Open Data companion

Last updated: 13 July 2018

Governments and other organisations often make open data available through Web service Application Programming Interfaces or APIs. The World Bank, UK Police, and Transport for London are just a few well-known examples. This document details the steps required to request data from these different Web service APIs using R.

Several R packages1 have been developed as clients for Web service APIs. These don’t assume any knowledge of API endpoints, HTTP requests, or data formats like XML and JSON. These are really convenient but sometimes you want to break into the ‘black box’ of APIs because you want to learn more or because there isn’t an API wrapper package available.

A quick introduction to APIs

APIs or Application Programming Interfaces are a set of rules that allow one software application to interact with another either in the same location or over a network. Inputs and outputs will vary between APIs but the process is the same: a ‘request’ that follows certain programmatic rules is submitted and a ‘response’ containing content in an expected format is returned.

There are many types of API including library-based (e.g. leafletJS) and class-based (e.g. Java) but one of the most common are Web service APIs. A client (browser) submits a Hypertext Transfer Protocol (HTTP) request to a server and the server returns a response to the client. The response contains status information about the request and may also contain the requested content.

The parameters of an HTTP request are typically contained in the URL. For example, to return a map of Manchester using the Google Maps Static API we would submit the following request:

https://maps.googleapis.com/maps/api/staticmap?center=Manchester,England&zoom=13&size=600x300&maptype=roadmap

The request contains:

  1. a URL to the API endpoint (https://maps.googleapis.com/maps/api/staticmap?) and;
  2. a query containing the parameters of the request (center=Manchester,England&zoom=13&size=600x300&maptype=roadmap). In this case, we have specified the location, zoom level, size and type of map.

Web service APIs use two key HTTP verbs to enable data requests: GET and POST. A GET request is submitted within the URL with each parameter separated by an ampersand (&). A POST request is submitted in the message body which is separate from the URL. The advantage of using POST over GET requests is that there are no character limits and the request is more secure because it is not stored in the browser’s cache.

There are several types of Web service APIs (e.g. XML-RPC, JSON-RPC and SOAP) but the most popular is Representational State Transfer or REST. RESTful APIs can return output as XML, JSON, CSV and several other data formats.

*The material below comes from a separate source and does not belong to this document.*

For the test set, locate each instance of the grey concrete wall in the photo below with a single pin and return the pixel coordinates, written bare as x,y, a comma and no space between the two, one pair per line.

Each API has documentation and specifications which determine how data can be transferred. Unfortunately, the specifications tend to be different and the documentation can be hard to follow.

An example API request

Querying a Web service API typically involves the following steps:

  1. submit the request
  2. check for any server error
  3. parse the response
  4. convert to a data frame

In the following example we will submit a request for police reported crime data from the UK Police API. The API uses both HTTP GET and POST requests and provides content in JSON data format.

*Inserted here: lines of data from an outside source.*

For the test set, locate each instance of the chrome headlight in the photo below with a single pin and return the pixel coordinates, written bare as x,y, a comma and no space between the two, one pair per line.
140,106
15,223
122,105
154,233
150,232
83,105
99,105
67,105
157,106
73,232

The two key R packages for submitting HTTP requests to Web service APIs and parsing the content of the response are httr and jsonlite. Let’s load them into our R session. The tidyverse package is also loaded because it contains a suite of useful functions.

library(tidyverse) ; library(httr) ; library(jsonlite)

We would like to retrieve street level crimes within a mile radius of a specific location so we need to use https://data.police.uk/api/crimes-street/all-crime? as our API endpoint (see API documentation). Rather than retrieving ‘all-crime’ lets narrow our request to retrieve only reports of burglary. This will change our path to: https://data.police.uk/api/crimes-street/burglary?

path <- "https://data.police.uk/api/crimes-street/burglary?"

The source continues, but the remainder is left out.